Between the outer peripheral sections ( 12 . 22 . 32 ) of two adjacent second cores ( 1 . 2 . 3 ) is in each case a non-magnetic core fixing element ( 61 . 62 . 63 ) educated. That is, between the outer peripheral portion 12 of the second core 1 and the outer peripheral portion 22 of the second core 2 is the core fixation element 61 formed between the outer peripheral portion 22 of the second core 2 and the outer peripheral portion 32 of the second core 3 is the core fixing element 62 formed, and between the outer peripheral portion 32 of the second core 3 and the outer peripheral portion 12 of the second core 1 is the core fixation element 63 educated. It is also possible to use the core fixing elements ( 61 . 62 . 63 ) only in part by a non-magnetic body.

On the two radial leg sections 11 and 13 ( 21 and 23 . 31 and 33 ) of the second core 1 ( 2 . 3 ) are each a primary winding 11c and a secondary winding 13c ( 21c and 23c . 31c and 33c )). The winding direction and the connection etc. of the windings ( 11c and 13d , 21c and 23c, 31c and 33c) of the respective second cores ( 1 , 2, 3) are completely the same. The loop portions forming the magnetic paths also support the windings, but the strength is low and they also generally become the cause of noise due to the phenomenon of magnetostriction in a transformer. If now from the core fixing elements ( 61 . 62 . 63 ) existing support portions are formed, strength is achieved and also the noise can be suppressed.

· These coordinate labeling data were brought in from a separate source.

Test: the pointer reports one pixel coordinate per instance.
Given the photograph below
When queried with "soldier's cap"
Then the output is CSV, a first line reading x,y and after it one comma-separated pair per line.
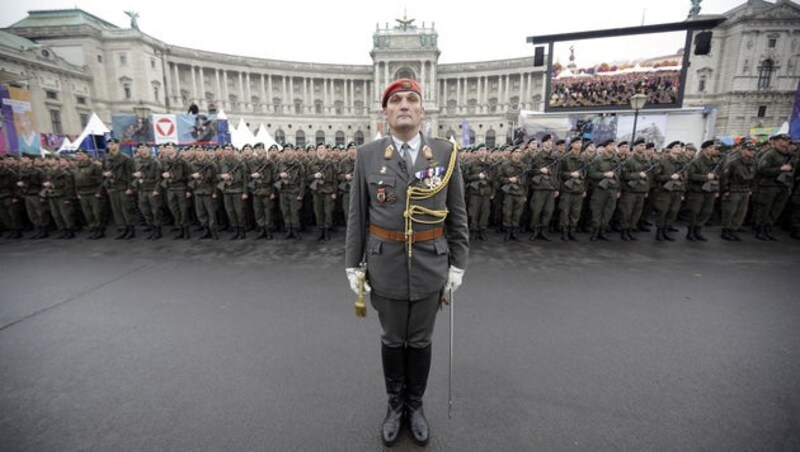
x,y
403,84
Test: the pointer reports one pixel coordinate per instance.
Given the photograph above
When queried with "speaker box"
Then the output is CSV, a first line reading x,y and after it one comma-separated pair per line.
x,y
702,43
538,56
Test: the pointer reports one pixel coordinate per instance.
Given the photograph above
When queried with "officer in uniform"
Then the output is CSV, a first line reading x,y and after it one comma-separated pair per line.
x,y
88,179
147,178
774,184
736,185
480,191
544,187
703,177
408,223
118,174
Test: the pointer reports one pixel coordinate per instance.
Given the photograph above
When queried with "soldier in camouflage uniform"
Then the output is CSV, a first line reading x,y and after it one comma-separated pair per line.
x,y
262,186
31,175
774,183
233,177
60,189
148,180
10,213
118,174
480,191
88,180
736,186
670,179
513,184
573,189
635,187
321,177
175,178
703,177
603,176
291,179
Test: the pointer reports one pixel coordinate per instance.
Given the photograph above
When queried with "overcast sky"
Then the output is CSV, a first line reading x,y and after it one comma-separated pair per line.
x,y
341,31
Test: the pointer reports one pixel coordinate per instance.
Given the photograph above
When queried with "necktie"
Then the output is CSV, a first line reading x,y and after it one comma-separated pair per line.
x,y
407,157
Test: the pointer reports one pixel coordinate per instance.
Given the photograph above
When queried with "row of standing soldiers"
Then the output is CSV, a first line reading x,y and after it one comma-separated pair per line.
x,y
550,185
254,188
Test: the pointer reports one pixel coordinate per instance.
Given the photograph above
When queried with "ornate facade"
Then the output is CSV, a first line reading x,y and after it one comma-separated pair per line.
x,y
97,66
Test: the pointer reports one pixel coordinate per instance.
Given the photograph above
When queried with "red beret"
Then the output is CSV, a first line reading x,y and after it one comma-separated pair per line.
x,y
403,84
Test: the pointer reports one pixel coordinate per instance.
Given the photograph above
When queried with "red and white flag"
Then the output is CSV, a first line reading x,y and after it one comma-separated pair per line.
x,y
165,129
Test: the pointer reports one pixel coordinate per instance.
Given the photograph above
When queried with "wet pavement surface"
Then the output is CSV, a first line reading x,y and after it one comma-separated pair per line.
x,y
253,345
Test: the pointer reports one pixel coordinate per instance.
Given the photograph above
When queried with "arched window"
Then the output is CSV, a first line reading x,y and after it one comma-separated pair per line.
x,y
359,138
765,74
280,137
404,72
491,138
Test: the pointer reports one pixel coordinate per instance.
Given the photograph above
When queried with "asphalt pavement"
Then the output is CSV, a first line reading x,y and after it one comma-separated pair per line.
x,y
254,345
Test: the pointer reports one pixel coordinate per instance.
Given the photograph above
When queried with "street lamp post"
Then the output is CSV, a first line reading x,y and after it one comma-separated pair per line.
x,y
637,103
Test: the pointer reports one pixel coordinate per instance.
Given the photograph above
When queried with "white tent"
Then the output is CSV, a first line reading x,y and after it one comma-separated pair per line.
x,y
242,135
65,146
263,136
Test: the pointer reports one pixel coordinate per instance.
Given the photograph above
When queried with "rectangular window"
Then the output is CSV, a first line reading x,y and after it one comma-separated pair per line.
x,y
55,118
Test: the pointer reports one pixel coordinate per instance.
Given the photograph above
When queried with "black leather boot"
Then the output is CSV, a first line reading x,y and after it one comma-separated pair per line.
x,y
418,364
698,234
394,372
570,235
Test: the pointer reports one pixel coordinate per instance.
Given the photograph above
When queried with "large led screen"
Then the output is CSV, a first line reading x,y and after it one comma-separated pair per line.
x,y
603,73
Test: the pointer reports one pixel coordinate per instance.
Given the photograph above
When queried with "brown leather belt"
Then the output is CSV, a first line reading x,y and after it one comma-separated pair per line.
x,y
400,236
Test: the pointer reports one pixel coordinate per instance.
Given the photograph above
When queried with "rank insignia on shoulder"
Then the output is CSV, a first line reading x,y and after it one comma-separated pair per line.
x,y
427,152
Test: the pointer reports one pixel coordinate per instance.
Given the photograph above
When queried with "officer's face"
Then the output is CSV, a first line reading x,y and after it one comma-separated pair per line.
x,y
404,111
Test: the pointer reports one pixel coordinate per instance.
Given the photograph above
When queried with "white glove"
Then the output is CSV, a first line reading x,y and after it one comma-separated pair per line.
x,y
454,278
352,276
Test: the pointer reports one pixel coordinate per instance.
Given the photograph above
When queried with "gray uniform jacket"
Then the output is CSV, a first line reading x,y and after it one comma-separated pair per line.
x,y
378,197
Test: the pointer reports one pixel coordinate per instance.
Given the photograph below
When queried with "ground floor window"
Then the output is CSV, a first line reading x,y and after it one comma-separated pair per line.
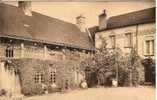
x,y
53,75
149,47
9,52
39,77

Since the core fixing elements ( 61 . 62 . 63 ) as later referring to 11 in detail discussed in detail by the magnetic fluxes of the second nuclei ( 1 . 2 . 3 ) around which the windings are wound are separated, it is not necessary that they be made of the same material (for example, electromagnetic steel plates) as the second cores, and it is also possible to be made of a material such as plastic or the like perform. In addition, in these core fixing elements ( 61 . 62 . 63 ), for example, certain openings ( 610 . 620 . 630 ) and used to mount the three-phase transformer. It is also possible to use the three-phase transformer using the core fixing elements ( 61 . 62 . 63 ) to assemble or fasten.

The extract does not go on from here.